2. Map your destination

Once you take stock of what you’ve already achieved and what’s already happened, then you can map your destination.

Start thinking about the three channels that are most important to communicate with the key audiences that will actually lead to your advocates’ professional transformation.

If you need to talk to their internal teams and their sales managers, equip the employee with an internal toolkit that they can use to promote themselves. Maybe you make sure you always send a note to the manager of the employer and the advocate to make sure they know the great work that they are doing is not going unrecognized.

If it’s external, like a news organization, then how do you start to create visibility for the great work your advocate is doing? It’s all about just making sure that your channel matches your audience, so that when you’re doing the work of promoting your advocate, it’s going to have the intended effect.
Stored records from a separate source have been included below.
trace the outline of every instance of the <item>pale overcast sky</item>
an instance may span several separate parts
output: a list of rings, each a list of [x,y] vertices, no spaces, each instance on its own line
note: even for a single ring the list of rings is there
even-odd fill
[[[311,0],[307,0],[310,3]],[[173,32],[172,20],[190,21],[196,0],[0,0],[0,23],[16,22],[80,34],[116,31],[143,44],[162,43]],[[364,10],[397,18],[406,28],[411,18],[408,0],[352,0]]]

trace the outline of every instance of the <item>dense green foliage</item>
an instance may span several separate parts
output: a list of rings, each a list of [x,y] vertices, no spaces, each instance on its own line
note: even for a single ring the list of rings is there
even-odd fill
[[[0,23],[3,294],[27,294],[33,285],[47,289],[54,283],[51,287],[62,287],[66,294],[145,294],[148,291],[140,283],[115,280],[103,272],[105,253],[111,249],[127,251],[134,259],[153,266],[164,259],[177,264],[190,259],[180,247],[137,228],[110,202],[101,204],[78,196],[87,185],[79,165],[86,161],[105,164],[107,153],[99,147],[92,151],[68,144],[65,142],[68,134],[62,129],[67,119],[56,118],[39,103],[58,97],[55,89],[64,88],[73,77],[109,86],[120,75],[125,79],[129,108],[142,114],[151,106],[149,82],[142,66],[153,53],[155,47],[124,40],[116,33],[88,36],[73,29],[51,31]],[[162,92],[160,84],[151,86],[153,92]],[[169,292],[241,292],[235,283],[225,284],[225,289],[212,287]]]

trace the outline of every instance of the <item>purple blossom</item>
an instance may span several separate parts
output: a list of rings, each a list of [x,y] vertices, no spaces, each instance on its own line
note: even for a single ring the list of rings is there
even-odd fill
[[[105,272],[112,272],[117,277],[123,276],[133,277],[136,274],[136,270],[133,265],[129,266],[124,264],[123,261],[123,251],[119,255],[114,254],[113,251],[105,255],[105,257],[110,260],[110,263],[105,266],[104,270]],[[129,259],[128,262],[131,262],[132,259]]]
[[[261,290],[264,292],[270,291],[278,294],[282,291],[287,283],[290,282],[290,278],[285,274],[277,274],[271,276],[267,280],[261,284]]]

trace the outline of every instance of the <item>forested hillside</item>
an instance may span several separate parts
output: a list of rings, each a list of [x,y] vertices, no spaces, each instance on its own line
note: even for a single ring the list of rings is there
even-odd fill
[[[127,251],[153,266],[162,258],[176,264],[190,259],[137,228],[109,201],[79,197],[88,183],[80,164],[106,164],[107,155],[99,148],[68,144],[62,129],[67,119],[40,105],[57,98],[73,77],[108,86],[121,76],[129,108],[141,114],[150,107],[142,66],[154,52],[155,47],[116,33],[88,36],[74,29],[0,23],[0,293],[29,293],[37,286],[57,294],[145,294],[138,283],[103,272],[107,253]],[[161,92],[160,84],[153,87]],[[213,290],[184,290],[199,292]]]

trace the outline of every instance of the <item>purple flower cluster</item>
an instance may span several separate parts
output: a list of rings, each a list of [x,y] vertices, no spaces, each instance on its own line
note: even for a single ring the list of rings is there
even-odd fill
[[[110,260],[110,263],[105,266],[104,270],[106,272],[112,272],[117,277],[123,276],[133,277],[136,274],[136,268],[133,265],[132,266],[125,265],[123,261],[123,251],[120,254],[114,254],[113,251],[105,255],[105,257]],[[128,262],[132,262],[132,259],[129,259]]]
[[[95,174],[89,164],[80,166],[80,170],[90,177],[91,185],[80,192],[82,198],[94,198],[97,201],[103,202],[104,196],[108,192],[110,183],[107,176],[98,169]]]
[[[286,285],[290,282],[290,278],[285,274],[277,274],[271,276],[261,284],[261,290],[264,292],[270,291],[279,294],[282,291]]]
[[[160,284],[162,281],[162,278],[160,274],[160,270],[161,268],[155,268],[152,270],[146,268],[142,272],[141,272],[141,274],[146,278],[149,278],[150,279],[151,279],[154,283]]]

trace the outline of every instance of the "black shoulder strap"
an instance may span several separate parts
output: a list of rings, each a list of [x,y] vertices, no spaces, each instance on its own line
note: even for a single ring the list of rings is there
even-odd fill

And then of course, you want to set goals–because if you measure it, you are more likely to do it.

Finally, for each advocate that you actually choose, you want to try to embark on a professional transformation plan, and make sure you’re clear on what exactly you’re trying to achieve. It goes back to knowing the channels. If you’re really clear on what the end goal is, it will be much easier to get that for the person.

3. Showcasing your standards

Finally, make sure you are showcasing your standards. Of all the success stories that you collected at the top, choose one and make it the classic example that you can share with everyone in your organization and say, ‘This is what we want to achieve. This is where we’re going. This is sort of our advocacy. How can you help us?’

Ask your sales teams if they can identify people that would be the candidates for this at the beginning of the sales process. Maybe start thinking about what the rewards and recognitions are. You’ll also want to make sure that you’re training people on exactly what you’re looking for so they can start to see recognize a pattern.

And finally, make sure that you’re partnering. It’s obviously going to take a village to make this type of thing successful. You’ll probably partner with field marketing, your customer success team, and your social media team. Just map out exactly what you need and who you’re dependent on.

In many ways, thinking about professional transformation for our advocates is a real shift in mindset for the advocate marketer. I think a lot of advocate marketers spend a lot of time thinking about ‘How do we reward this advocate?’ But in reality, the question for professional transformation is how can the world reward them.

It’s a powerful way of making people loyal and motivated when it comes to your programs because it really hits at some of the deepest emotional needs that people have, which is to be and feel successful.